Editorial: Enact controls — now
Thursday, Feb. 26, 2004 | 8:58 a.m.
A lot has been written about acid rain and how it has contaminated buildings, lakes, streams and forests. Emissions from fossil-fueled power plants contain pollutants that are carried hundreds of miles by the wind. Although they can be widely distributed in dry form as well, the pollutants are most commonly known for combining with moisture and being distributed randomly by fog, snow and rain. Over time, if not controlled, this increased acidity causes fish to die, soils and trees to become damaged and human health to be harmed. Pollution controls were the only answer to acid rain. What has not been so widely reported is that mercury -- especially harmful to children and fetuses -- is also dispersed into the atmosphere from power plants and travels throughout the country in the same way.
Mercury poisoning can result in memory and vision loss, poor attention spans, learning problems and physical impairment. The Environmental Protection Agency estimates that one of every six American women of childbearing age have unsafe levels of mercury in their blood. The EPA also says as many as 630,000 children may be born each year with too much mercury in their blood.

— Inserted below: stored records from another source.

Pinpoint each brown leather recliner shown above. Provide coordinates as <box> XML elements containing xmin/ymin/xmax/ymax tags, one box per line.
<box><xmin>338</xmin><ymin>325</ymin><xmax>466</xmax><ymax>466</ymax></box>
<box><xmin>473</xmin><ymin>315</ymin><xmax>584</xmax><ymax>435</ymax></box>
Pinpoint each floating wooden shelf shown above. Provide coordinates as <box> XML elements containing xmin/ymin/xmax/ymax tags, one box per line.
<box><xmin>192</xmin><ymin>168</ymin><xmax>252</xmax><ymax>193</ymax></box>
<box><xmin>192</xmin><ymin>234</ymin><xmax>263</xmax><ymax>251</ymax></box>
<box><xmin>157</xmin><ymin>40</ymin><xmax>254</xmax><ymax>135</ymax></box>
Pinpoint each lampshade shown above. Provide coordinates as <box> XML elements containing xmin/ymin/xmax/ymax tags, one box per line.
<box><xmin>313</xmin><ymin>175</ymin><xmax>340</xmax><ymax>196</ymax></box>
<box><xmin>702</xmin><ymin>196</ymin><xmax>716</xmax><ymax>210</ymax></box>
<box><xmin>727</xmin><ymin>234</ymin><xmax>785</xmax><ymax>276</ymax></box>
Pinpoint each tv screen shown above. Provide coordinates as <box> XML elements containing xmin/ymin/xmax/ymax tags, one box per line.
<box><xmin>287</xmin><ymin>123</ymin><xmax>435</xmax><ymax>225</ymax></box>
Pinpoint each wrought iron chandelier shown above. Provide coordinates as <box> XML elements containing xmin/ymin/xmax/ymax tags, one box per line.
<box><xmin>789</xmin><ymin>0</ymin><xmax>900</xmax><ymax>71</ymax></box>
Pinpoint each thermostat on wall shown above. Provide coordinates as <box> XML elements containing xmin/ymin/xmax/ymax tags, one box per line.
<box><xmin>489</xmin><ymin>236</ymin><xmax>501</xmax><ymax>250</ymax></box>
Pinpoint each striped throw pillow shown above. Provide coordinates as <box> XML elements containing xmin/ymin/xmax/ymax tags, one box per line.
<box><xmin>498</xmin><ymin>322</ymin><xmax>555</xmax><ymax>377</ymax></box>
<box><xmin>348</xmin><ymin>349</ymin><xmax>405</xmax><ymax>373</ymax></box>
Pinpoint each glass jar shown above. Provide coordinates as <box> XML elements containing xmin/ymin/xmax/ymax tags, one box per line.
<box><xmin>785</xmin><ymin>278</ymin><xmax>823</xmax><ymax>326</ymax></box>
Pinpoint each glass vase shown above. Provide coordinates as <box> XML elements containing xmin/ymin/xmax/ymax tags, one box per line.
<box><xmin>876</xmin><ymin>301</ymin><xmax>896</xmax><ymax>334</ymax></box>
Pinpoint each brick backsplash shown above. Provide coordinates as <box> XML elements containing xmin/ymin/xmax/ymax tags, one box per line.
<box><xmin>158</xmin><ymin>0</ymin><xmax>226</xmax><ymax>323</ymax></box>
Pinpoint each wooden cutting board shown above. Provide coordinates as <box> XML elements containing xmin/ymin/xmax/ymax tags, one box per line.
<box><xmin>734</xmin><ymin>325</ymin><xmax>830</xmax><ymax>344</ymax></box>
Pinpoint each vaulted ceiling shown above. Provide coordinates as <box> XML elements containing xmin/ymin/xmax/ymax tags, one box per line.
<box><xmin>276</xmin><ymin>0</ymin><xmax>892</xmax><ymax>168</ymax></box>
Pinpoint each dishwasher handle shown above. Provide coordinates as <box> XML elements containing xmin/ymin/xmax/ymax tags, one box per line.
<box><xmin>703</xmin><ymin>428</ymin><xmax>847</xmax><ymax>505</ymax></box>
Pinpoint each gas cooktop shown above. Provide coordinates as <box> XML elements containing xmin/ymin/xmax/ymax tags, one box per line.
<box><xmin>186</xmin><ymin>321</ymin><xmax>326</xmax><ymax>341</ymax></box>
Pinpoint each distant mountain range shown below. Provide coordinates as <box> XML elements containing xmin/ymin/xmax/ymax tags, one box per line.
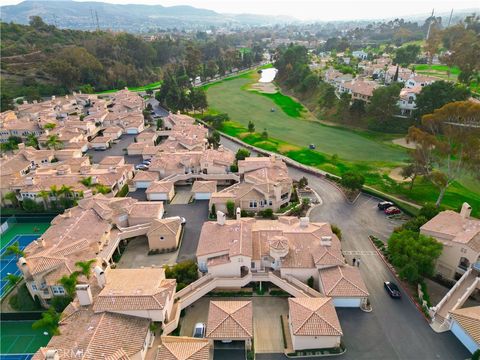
<box><xmin>0</xmin><ymin>0</ymin><xmax>296</xmax><ymax>31</ymax></box>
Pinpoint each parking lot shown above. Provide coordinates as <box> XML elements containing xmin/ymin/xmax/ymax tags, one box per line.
<box><xmin>87</xmin><ymin>134</ymin><xmax>142</xmax><ymax>164</ymax></box>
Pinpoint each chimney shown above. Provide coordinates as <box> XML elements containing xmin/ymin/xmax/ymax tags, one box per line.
<box><xmin>460</xmin><ymin>203</ymin><xmax>472</xmax><ymax>219</ymax></box>
<box><xmin>299</xmin><ymin>217</ymin><xmax>309</xmax><ymax>228</ymax></box>
<box><xmin>321</xmin><ymin>236</ymin><xmax>332</xmax><ymax>247</ymax></box>
<box><xmin>217</xmin><ymin>211</ymin><xmax>226</xmax><ymax>226</ymax></box>
<box><xmin>45</xmin><ymin>350</ymin><xmax>60</xmax><ymax>360</ymax></box>
<box><xmin>76</xmin><ymin>284</ymin><xmax>93</xmax><ymax>306</ymax></box>
<box><xmin>51</xmin><ymin>96</ymin><xmax>56</xmax><ymax>101</ymax></box>
<box><xmin>25</xmin><ymin>177</ymin><xmax>35</xmax><ymax>185</ymax></box>
<box><xmin>17</xmin><ymin>143</ymin><xmax>25</xmax><ymax>150</ymax></box>
<box><xmin>236</xmin><ymin>207</ymin><xmax>241</xmax><ymax>220</ymax></box>
<box><xmin>94</xmin><ymin>266</ymin><xmax>106</xmax><ymax>288</ymax></box>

The Bush administration has strongly cautioned women and children against eating mercury-contaminated fish.
Yet this same administration is proposing that mercury be regulated as a "nontoxic pollutant," meaning that far less stringent standards for control would be imposed on power plants. The EPA had been on a course that would have required power plants to cut mercury emissions by 90 percent by 2008. The Bush administration, however, wants to give power plants until at least 2018 to install state-of-the-art control technology. Mercury contamination, like acid rain, can be lessened only through pollution controls. The Bush administration should allow the EPA to stay on its original course.